El cambio de paradigma en materia de inseguridad del gobierno actual, asigna un “valor residual” a la vida.

El nuevo “protocolo” establecido por Patricia Bullrich y publicado en el boletín oficial, habilita el uso de armas de fuego en situaciones que estaba prohibido.

El artículo 2 de reglamento puesto en vigencia autoriza a las fuerzas de seguridad a emplear el uso de armas de fuego: en defensa propia, para impedir la comisión de un delito, para proceder a la detención o para impedir la fuga. Incluso, no exige la tradicional "voz de alto cuando resultare ello evidentemente inadecuado o inútil, dadas las circunstancias del caso", criterio que queda a discreción del oficial que dispara.  

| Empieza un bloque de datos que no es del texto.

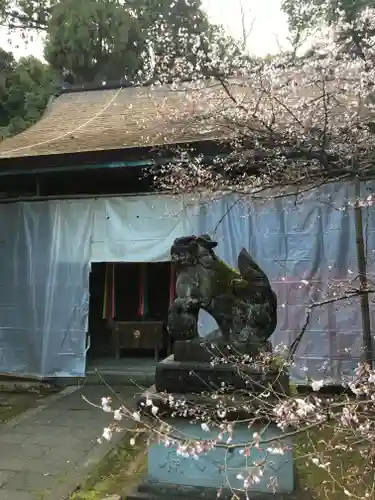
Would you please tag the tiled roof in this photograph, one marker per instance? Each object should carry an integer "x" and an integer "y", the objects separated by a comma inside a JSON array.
[{"x": 130, "y": 117}]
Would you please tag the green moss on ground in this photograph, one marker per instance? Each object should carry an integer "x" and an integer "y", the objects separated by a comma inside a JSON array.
[
  {"x": 117, "y": 473},
  {"x": 13, "y": 404}
]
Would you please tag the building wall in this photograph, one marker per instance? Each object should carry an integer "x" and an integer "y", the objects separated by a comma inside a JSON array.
[{"x": 306, "y": 246}]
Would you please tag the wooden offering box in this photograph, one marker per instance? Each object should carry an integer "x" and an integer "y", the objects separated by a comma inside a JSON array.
[{"x": 137, "y": 335}]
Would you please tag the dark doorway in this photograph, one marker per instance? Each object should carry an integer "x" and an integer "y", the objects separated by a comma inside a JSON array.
[{"x": 129, "y": 305}]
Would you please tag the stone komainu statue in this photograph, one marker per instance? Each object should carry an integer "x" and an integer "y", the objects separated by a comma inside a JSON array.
[{"x": 242, "y": 303}]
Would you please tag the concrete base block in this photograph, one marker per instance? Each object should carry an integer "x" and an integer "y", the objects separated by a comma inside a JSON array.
[{"x": 220, "y": 467}]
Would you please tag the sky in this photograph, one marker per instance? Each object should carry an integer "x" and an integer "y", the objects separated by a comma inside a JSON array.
[{"x": 269, "y": 27}]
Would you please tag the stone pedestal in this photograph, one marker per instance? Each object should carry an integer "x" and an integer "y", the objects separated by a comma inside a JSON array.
[{"x": 169, "y": 473}]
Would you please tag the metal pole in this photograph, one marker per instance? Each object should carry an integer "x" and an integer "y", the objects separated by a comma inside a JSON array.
[{"x": 361, "y": 262}]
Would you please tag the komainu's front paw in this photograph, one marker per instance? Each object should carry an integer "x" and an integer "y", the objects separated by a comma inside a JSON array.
[{"x": 238, "y": 283}]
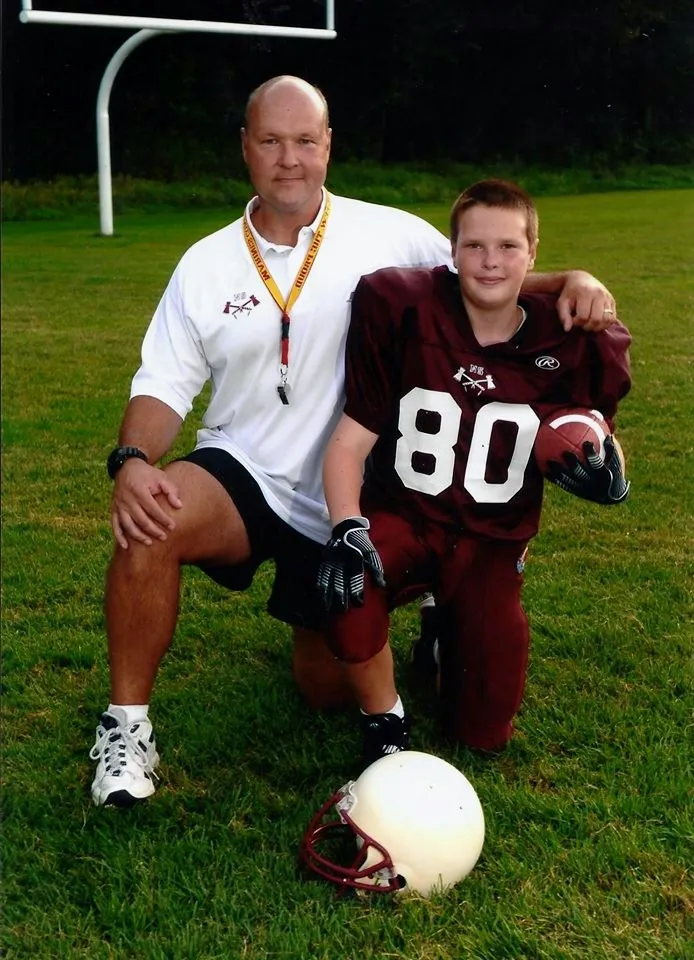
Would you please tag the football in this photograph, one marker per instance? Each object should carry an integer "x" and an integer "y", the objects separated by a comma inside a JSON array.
[{"x": 565, "y": 431}]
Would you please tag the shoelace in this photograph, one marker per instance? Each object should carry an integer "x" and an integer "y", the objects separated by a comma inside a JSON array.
[{"x": 122, "y": 743}]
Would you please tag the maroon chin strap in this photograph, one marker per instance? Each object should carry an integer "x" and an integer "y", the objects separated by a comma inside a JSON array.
[{"x": 352, "y": 876}]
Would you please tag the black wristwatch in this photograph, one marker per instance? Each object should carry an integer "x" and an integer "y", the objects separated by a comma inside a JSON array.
[{"x": 117, "y": 458}]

En el artículo 5, define “El peligro inminente” con nuevos parámetros:

  • Cuando se actúe bajo amenaza de muerte o de lesiones graves para sí, o para terceras personas.
  • Cuando el presunto delincuente posea un arma letal, aunque luego de los hechos se comprobase que se trataba de un símil de un arma letal.
  • Cuando se presuma verosímilmente que el sospechoso pueda poseer un arma letal
  • Cuando estando armado, busque ventaja parapetándose, ocultándose, o mejorando su posición de ataque.
  • Cuando tenga la capacidad cierta o altamente probable de producir, aún sin el uso de armas, la muerte o lesiones graves a cualquier persona.
  • Cuando se fugue luego de haber causado, o de haber intentado causar, muertes o lesiones graves.
  • Cuando la imprevisibilidad del ataque esgrimido, o el número de los agresores, o las armas que éstos utilizaren, impidan materialmente el debido cumplimiento del deber, o la capacidad para ejercer la defensa propia o de terceras personas.
  • Lo aprobado por el gobierno, legitima la “Doctrina Chocobar” y, más grave aún, permite el uso de armas de fuego en manifestaciones y protestas,  justificándolo en el punto 7 del artículo 5: Cuando la imprevisibilidad del ataque esgrimido, o el número de los agresores, o las armas que éstos utilizaren, impidan materialmente el debido cumplimiento del deber, o la capacidad para ejercer la defensa propia o de terceras personas.

Sin dudas, es un profundo retroceso en materia de derechos y garantías y contradice los protocolos reconocidos por Naciones Unidas y por el propio código penal. Pero, no sorprende y es consistente con la mirada del gobierno sobre el valor de la vida y de la propiedad privada.